López Obrador’s security Cabinet later put much of the blame on the soldiers themselves and acknowledged the operation had been poorly planned.
Public outrage has boiled over, not only at the embarrassing defeat but also at the government’s lackluster strategy to combat the lawlessness.
“I can summarize this as a failure from the tactical to the strategic,” said Christian Ehrlich, a security expert with Riskop, a Mexican risk analysis firm.
From the beginning, López Obrador has struggled to confront the nation’s rising violence. After promising to remove the military from the streets, where confrontations with organized crime have only increased violence, he opted instead to create a new force, the national guard.
Mexican soldiers and others were transitioned to the new team, whose mandate was unclear from the start. With the army, navy and the federal police already deployed to hot spots across the country, the government has had a hard time articulating its vision for the role of the national guard.

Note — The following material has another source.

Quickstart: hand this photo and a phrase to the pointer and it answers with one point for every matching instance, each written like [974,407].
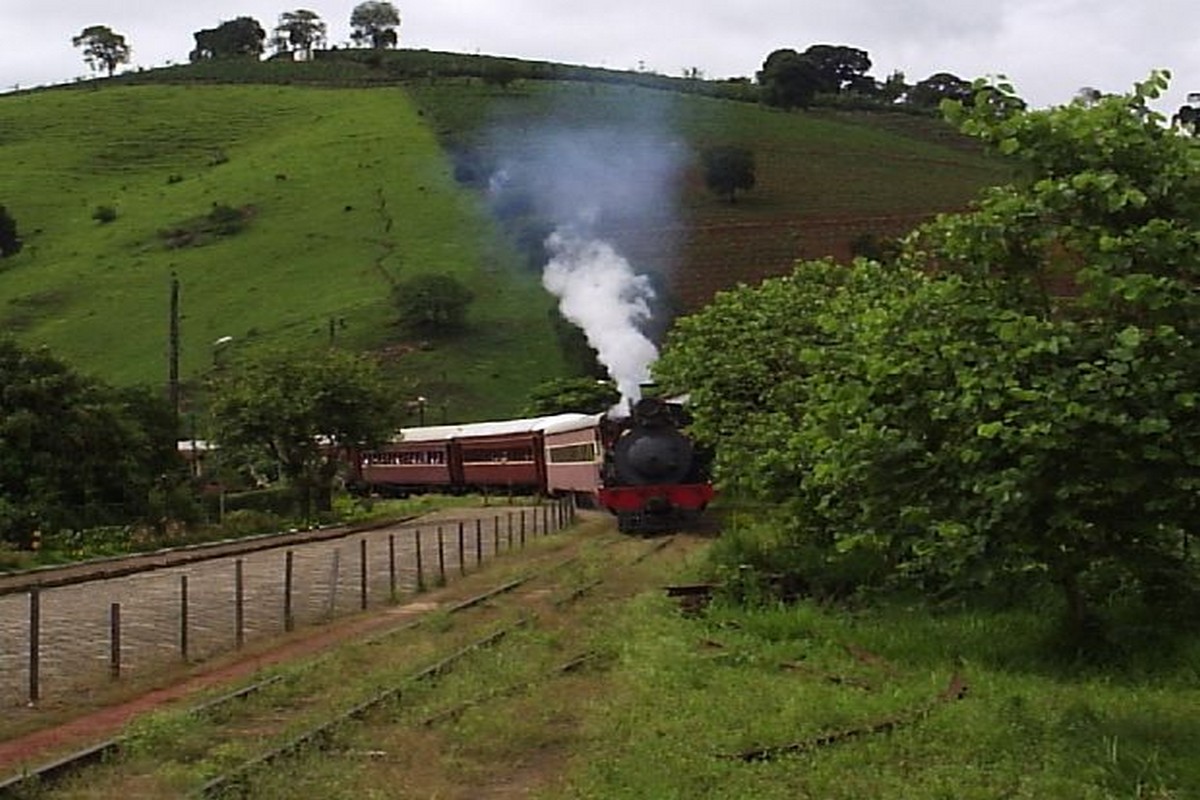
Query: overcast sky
[1049,48]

In recent months, the new force has stumbled on its mission somewhat inadvertently — in response to pressure from President Donald Trump. Its task now largely focuses on policing the nation’s borders and apprehending migrants heading through Mexico on the way to the United States.
This task has drawn those forces into a new direction, apart from public security, which has left some areas with fewer resources.
Homicides have hit records each year for the last two years. This year is no different: The nation is on track to suffer its worst run of murders since the government began to tally them.
Now, with the release of Guzmán by the armed forces, the government has suffered one of the most memorable defeats in its 13-year war on drugs.
“The events in Culiacán come after a week that began with the killing of 13 state police officers in Michoacan and a gunbattle outside of Iguala in Guerrero that left 15 dead,” said Raúl Benítez, a security expert at the National Autonomous University of Mexico. “What comes next?”
In recent years, Mexico had grown adept at the capture of so-called kingpins, for better or worse. While the strategy has largely failed to quiet the violence, U.S. and Mexican officials took comfort in knowing that it has succeeded in detaining and extraditing major figures.
Guzmán’s father, El Chapo, was arrested multiple times before he was sentenced to life in prison in the United States. Leaders of the Zeta Cartel, the Gulf Cartel and a long list of others have also been apprehended in coordinated action among law enforcement and the armed forces.
With the latest blunder, many fear the government’s decision to let Guzmán go under fire from the cartels will embolden them.
“The government was forced to accept the cartel’s control over the city and not confront them,” Benítez said. “To the people of Culiacán, the president is sending a very tough message: The cartel is in charge here.”